South Newington, Oxfordshire (†Oxford) C.14/15
The Instruments of the Passion
It is fairly unusual to find the Instruments of the Passion painted directly onto a church wall, as here. They are more often found in English churches in low-relief carving, and most commonly of all, in devotional books. Devotional meditation on the Instruments of the Passion was commonplace among the devout, and encouraged by clergy. Not even the most basic, functional level of literacy was necessary for the interpretation of these symbols.
Here, in the small and circumscribed space available in the spandrel of an arch, treatment is necessarily abbreviated. The centrally-paced shield reinforces the idea of these as the ‘Arma Christi’ or Arms of Christ, an alternative name for the Instruments of the Passion. The Cross is in the centre, with the Crown of Thorns suspended behind its transverse bar. Below are pincers for removing the nails, with a hammer on the other side of the Cross at the right. I can see only two nails, one in each upper quadrant, but there may well be another, faded to nothing now, lower down. An area of yellowish pigment, below and to the right of the pincers, might be the ‘gorgeous robe’ used in the Mocking of Christ, but it is indecipherable now.

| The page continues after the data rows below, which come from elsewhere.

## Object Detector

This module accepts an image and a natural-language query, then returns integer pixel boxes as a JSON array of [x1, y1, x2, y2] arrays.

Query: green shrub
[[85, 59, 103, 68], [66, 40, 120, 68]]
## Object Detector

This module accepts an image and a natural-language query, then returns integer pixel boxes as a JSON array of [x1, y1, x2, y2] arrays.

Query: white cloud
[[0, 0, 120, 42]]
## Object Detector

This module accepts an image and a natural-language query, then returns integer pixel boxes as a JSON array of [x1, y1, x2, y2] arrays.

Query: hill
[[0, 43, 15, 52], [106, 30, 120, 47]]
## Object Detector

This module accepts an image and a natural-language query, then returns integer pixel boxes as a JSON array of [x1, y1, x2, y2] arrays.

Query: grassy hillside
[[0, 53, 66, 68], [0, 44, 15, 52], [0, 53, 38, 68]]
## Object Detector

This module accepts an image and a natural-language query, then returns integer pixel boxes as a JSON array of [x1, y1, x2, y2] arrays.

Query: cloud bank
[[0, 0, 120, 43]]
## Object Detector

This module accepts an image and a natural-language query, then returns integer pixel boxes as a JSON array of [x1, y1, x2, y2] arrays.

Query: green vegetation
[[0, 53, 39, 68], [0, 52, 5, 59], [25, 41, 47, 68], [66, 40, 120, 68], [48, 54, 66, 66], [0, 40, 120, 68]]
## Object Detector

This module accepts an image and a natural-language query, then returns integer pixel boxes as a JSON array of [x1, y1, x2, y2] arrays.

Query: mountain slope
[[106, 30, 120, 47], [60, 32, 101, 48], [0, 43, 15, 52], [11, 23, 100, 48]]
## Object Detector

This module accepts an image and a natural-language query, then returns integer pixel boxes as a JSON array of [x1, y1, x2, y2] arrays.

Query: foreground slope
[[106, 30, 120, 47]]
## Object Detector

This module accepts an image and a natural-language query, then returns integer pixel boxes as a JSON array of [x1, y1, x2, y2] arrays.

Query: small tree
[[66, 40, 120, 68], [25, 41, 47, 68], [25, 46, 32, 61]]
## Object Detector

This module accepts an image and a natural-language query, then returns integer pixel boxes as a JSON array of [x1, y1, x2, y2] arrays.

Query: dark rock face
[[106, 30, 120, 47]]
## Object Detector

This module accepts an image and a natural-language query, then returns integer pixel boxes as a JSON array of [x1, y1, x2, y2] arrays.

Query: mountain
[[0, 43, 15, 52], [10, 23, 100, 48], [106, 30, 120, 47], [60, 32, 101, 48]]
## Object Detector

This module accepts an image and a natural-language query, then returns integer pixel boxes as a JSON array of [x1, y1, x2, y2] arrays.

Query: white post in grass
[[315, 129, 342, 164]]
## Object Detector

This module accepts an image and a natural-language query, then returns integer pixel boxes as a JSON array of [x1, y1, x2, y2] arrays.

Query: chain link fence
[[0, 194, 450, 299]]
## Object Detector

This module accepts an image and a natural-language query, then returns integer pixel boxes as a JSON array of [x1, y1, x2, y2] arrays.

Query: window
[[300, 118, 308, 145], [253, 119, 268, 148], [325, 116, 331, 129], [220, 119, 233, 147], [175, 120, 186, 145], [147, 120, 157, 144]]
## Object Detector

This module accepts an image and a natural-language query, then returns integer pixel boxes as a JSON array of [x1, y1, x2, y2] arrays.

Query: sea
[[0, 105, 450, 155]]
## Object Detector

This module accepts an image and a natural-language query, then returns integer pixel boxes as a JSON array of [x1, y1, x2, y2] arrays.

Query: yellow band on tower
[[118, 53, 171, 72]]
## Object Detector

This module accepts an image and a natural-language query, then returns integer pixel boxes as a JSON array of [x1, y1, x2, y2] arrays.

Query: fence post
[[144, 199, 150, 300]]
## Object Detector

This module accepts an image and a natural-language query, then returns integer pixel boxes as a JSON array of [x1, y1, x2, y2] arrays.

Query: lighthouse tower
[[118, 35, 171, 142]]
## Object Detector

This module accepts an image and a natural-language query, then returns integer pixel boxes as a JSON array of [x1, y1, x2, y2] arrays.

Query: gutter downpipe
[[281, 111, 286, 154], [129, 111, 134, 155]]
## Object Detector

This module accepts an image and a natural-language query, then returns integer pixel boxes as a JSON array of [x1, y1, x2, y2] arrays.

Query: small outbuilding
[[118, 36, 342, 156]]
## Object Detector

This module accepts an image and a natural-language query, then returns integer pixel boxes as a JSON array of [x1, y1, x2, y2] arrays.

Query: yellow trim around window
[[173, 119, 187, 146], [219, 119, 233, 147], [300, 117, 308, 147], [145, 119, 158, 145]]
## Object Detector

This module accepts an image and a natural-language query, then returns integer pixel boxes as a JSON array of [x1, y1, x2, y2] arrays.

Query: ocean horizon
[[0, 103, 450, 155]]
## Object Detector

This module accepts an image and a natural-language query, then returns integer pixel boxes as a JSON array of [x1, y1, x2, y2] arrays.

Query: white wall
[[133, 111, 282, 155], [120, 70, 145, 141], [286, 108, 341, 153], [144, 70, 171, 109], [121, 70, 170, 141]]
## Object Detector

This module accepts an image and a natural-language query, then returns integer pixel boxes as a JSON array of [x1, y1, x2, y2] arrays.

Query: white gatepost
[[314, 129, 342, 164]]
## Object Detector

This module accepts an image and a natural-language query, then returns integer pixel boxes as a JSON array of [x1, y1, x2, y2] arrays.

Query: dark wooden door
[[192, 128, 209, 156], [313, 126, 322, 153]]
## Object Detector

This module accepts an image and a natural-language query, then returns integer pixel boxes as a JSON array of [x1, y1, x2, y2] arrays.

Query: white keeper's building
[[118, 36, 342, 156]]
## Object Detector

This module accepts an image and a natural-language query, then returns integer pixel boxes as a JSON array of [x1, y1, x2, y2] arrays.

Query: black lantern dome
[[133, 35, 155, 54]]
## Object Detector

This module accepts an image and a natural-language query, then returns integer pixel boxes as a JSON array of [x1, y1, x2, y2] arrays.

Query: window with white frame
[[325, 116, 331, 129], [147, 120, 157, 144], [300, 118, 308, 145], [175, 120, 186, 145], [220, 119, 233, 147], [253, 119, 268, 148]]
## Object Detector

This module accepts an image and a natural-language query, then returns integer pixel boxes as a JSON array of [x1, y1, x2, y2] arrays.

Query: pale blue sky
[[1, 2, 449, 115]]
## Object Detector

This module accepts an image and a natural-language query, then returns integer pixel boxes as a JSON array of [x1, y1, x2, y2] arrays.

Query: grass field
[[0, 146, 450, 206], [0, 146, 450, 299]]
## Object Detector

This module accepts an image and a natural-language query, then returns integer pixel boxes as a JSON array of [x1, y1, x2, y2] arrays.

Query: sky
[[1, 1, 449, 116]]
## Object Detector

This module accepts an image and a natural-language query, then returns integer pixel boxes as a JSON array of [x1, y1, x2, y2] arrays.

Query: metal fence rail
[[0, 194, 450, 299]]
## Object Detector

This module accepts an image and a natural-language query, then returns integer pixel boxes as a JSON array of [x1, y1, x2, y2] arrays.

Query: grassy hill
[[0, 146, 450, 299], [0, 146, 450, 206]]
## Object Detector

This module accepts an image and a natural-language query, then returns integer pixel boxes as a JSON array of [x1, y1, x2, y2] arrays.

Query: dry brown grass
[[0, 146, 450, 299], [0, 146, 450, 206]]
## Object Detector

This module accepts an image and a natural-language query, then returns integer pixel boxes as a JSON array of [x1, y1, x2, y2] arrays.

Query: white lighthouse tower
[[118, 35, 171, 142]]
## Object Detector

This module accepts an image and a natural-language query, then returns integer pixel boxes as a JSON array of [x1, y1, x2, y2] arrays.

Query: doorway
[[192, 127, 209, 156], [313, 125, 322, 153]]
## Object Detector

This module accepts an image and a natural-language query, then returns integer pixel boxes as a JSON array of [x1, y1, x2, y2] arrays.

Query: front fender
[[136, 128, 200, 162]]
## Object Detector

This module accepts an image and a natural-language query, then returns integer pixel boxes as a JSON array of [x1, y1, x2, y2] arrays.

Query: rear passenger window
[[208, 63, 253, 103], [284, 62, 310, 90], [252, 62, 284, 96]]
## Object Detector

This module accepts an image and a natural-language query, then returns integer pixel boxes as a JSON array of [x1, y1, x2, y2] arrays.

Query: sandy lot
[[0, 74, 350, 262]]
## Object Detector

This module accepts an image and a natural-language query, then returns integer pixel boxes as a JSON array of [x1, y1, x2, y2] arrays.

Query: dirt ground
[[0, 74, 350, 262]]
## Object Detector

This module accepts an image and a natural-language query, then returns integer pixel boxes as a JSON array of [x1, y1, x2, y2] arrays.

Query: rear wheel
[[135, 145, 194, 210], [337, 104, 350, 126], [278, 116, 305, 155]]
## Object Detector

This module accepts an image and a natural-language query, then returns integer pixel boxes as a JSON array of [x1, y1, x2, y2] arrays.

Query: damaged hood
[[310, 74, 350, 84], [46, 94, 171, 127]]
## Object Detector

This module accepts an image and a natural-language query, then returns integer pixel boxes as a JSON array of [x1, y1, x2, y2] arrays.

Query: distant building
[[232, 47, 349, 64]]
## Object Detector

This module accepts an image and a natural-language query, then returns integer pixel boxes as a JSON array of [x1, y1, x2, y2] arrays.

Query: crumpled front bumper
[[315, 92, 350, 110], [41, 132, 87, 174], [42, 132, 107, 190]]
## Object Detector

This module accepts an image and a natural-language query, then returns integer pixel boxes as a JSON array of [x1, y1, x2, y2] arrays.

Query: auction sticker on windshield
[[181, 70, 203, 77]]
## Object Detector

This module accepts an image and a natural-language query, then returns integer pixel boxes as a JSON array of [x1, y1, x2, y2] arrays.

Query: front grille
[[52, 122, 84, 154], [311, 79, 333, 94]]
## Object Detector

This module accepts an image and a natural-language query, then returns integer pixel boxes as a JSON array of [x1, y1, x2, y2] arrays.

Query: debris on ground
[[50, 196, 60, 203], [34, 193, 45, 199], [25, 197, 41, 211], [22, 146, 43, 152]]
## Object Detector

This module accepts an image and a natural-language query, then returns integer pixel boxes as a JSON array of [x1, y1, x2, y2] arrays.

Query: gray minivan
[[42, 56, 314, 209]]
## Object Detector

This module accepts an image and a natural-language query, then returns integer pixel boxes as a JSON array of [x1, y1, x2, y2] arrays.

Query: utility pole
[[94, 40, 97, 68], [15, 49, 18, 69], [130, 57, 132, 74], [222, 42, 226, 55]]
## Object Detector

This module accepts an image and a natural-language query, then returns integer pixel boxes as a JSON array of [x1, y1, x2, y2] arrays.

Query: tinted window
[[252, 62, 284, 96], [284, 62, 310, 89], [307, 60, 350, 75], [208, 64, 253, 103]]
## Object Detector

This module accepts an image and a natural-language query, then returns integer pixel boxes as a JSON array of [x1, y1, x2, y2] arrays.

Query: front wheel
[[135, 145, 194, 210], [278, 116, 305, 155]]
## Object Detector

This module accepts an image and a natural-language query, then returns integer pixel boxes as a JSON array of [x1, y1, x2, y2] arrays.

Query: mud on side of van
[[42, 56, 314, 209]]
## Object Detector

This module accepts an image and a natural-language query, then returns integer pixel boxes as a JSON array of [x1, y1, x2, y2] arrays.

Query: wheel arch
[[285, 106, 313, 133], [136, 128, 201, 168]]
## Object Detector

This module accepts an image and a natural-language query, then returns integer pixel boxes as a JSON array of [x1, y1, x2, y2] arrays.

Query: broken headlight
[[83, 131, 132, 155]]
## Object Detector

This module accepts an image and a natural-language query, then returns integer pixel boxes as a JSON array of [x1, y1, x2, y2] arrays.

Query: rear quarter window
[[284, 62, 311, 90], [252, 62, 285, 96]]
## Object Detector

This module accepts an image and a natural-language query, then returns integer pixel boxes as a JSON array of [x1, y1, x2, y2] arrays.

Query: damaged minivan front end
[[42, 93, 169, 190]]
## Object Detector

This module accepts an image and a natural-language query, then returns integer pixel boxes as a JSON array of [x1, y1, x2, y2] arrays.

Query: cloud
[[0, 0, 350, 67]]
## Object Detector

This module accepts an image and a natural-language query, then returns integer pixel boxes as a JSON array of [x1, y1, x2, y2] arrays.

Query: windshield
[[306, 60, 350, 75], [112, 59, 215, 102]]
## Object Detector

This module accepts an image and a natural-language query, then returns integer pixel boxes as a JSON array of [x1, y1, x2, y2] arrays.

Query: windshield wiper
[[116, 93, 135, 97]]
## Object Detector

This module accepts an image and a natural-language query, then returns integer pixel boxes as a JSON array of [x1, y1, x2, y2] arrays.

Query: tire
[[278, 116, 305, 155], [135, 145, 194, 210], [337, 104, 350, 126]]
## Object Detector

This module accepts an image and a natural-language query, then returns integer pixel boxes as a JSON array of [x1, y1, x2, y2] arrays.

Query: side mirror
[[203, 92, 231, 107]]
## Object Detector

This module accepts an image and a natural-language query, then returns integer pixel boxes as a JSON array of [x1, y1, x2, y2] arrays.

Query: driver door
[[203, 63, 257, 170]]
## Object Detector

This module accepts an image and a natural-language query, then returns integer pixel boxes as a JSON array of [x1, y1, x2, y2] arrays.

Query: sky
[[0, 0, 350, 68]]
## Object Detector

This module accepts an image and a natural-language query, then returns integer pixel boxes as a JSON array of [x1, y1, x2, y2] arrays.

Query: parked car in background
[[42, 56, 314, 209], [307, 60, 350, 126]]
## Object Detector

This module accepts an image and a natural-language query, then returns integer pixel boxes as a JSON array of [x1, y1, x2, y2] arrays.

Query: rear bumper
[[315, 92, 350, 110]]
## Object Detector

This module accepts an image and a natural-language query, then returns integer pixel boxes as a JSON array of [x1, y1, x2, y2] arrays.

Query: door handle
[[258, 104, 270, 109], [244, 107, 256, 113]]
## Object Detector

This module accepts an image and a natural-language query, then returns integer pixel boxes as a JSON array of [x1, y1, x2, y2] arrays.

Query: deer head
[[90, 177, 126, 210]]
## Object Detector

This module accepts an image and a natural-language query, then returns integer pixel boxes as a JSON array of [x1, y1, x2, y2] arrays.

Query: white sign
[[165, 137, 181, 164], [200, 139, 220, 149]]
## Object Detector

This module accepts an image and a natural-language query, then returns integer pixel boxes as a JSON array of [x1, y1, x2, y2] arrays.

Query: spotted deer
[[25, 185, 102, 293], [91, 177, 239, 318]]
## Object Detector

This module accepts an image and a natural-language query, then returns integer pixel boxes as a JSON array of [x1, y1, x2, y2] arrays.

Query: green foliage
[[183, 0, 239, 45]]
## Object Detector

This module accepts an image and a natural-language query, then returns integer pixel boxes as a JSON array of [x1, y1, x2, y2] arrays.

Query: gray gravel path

One of the most interesting features is the superimposition of the shield on a flourishing tree, to emphasise the point that these weapons of torture are at the same time symbolic of new and burgeoning life. The bubble-like treatment of the leaves is similar to that in the Martyrdom of St Edmund at Pickering, but I think this painting is probably a little earlier than that. The fact that it is painted directly below the scene of the Resurrection in the South Newington Passion cycle is probably not accidental.